Me habían prestado por unas horas el teatro independiente La Revuelta, que está en lo alto de la esquina de San Juan y Boedo, meridiano de Greenwich y paralelo de Ecuador de los hinchas de mi club.
Quería presentar Los tesoros del Gasómetro, mi segundo libro con historias cuervas, pero mi convocatoria había sido muy precavida: “Sé que es un horario complicado”, “Va a ser algo entre nosotros”, “Si no podés, no te preocupes, después te cuento cómo salió”.
Apenas llegamos, colgamos globos y banderas con mi hijo León y mi sobrino Mariano y dejamos la escenografía impecable.
Algunos preparativos trastabillaban. Me habían entusiasmado con la presencia de un barman de moda, pero canceló a último momento. Invité a una cantante famosa en las redes sociales, pero no consiguió guitarrista.

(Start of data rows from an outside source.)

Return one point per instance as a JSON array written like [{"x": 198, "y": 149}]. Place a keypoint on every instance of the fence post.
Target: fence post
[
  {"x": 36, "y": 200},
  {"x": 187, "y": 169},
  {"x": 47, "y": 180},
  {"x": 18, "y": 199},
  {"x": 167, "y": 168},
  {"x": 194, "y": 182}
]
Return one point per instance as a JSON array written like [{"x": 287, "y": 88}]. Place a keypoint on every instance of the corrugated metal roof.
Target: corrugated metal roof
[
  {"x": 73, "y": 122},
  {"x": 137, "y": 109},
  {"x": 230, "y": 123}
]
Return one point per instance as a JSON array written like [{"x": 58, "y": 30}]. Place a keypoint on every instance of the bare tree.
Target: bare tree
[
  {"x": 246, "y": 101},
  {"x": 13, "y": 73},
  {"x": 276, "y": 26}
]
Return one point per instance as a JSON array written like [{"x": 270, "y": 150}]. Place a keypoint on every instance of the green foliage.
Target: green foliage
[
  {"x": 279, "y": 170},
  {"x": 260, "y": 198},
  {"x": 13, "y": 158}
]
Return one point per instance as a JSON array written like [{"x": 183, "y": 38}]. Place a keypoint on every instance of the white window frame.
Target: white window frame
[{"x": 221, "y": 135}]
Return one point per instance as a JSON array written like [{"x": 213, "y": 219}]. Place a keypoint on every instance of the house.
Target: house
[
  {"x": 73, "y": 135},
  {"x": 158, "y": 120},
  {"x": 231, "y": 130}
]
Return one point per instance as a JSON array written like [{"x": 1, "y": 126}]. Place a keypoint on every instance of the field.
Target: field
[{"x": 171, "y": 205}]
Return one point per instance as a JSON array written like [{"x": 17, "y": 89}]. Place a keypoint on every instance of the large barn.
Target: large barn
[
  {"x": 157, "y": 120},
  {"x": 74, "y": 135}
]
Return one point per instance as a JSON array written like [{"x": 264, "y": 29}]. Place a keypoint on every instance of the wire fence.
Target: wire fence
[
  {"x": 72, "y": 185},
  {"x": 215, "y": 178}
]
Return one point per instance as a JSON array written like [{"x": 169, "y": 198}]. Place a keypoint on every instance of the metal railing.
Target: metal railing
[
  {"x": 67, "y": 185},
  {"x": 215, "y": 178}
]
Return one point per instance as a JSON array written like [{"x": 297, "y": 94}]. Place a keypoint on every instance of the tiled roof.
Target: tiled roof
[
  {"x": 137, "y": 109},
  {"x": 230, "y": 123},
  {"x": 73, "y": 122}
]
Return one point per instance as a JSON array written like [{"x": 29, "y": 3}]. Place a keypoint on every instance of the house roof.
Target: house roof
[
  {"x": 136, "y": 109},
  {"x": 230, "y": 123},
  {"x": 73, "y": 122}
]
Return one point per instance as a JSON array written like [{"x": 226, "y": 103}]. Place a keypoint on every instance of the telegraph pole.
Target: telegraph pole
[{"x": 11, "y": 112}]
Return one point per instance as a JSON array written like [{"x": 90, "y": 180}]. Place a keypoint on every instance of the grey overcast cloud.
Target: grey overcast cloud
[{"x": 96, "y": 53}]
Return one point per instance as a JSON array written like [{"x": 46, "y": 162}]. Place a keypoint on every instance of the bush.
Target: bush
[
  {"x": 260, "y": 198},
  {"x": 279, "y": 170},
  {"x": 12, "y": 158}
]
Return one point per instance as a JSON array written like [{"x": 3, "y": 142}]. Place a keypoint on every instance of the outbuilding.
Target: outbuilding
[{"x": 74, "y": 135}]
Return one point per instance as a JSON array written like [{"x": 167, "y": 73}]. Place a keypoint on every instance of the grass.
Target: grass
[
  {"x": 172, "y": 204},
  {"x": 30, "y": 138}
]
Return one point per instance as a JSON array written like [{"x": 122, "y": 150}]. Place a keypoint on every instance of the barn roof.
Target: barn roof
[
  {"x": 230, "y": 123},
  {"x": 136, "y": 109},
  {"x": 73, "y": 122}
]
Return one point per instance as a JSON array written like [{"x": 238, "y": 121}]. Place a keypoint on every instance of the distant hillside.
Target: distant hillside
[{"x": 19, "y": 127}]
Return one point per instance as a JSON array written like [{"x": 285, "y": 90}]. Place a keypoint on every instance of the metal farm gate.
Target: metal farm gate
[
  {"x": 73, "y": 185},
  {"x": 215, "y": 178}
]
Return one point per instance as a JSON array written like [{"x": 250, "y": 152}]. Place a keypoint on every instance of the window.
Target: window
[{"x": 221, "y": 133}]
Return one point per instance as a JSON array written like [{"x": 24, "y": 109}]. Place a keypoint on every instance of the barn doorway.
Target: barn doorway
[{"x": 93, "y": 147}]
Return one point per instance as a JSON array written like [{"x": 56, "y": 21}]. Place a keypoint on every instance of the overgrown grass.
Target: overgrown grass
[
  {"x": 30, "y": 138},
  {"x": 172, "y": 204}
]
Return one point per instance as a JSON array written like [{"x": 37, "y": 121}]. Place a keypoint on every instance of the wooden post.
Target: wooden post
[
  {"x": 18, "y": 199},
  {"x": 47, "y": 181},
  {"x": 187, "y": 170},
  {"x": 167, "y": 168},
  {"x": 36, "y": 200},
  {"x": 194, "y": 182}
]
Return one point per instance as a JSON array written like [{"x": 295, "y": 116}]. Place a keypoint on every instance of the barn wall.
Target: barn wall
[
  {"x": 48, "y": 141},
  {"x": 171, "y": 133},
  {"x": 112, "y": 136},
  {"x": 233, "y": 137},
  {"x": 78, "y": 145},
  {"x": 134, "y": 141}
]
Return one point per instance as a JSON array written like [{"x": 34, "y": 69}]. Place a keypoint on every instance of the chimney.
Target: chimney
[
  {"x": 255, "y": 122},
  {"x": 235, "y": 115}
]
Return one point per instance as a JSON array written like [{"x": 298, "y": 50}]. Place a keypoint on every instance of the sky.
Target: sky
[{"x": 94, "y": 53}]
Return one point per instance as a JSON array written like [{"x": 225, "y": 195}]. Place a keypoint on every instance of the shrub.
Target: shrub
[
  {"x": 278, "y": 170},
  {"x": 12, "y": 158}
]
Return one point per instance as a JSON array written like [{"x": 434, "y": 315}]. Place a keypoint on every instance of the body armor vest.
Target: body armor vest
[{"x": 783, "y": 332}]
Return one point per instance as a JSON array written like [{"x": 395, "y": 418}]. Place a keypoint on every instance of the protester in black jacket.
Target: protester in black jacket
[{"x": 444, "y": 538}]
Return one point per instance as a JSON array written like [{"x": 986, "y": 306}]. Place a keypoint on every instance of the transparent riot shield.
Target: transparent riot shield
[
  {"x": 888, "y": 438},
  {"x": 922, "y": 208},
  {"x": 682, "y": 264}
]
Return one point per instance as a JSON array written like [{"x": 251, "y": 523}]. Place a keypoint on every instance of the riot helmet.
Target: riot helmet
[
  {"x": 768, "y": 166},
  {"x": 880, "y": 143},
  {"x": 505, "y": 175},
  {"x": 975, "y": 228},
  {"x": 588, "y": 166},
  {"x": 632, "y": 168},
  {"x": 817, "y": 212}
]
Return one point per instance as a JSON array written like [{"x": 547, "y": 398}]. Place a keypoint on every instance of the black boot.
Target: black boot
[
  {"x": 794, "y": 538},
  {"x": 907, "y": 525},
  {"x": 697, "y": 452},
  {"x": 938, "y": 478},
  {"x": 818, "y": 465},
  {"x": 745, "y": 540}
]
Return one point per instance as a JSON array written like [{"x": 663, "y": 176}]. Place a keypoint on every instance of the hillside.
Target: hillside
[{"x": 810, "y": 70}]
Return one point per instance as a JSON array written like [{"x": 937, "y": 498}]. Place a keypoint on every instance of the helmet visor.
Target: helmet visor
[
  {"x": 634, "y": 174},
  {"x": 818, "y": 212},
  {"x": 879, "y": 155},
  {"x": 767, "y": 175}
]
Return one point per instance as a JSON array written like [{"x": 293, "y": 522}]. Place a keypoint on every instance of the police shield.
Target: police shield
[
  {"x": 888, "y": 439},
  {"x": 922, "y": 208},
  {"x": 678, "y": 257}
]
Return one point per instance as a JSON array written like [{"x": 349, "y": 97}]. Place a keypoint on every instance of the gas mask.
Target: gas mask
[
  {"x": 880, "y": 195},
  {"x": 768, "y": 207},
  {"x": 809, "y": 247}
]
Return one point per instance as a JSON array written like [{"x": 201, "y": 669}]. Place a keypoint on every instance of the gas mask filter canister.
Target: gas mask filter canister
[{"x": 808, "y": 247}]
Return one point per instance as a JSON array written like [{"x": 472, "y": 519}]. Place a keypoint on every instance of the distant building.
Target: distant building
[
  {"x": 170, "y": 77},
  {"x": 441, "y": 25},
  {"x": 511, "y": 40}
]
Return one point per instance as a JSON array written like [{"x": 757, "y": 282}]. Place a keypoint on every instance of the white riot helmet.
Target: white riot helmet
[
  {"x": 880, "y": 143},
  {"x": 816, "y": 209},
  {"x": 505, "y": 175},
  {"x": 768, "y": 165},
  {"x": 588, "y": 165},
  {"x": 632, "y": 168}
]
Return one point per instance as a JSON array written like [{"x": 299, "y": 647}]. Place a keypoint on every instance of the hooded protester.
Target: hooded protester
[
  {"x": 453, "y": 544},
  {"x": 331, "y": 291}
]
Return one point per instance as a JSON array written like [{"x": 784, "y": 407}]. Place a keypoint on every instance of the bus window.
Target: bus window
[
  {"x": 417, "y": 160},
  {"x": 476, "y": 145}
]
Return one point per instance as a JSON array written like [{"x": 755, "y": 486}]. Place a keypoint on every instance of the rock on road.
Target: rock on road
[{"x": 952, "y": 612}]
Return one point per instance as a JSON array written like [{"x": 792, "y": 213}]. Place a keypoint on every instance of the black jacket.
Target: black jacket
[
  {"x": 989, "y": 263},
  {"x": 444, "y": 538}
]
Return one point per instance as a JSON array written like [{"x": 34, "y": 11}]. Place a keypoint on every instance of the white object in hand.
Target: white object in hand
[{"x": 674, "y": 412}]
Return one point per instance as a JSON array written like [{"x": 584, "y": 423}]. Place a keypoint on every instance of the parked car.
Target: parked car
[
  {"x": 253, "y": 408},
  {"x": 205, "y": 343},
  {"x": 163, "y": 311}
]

Recuerdos. Rizzi, Villar, el autor de la nota y Scotta sonríen con las historias de aquellos partidos. Foto: Gentileza Nelson Arrondo/ Equipo Ele
Yo confiaba en que al menos vendrían mi papá, mi hermano, amigos íntimos y, si necesitaba disimular huecos, los actores que ensayaban al lado una obra para el fin de semana, que para eso son actores.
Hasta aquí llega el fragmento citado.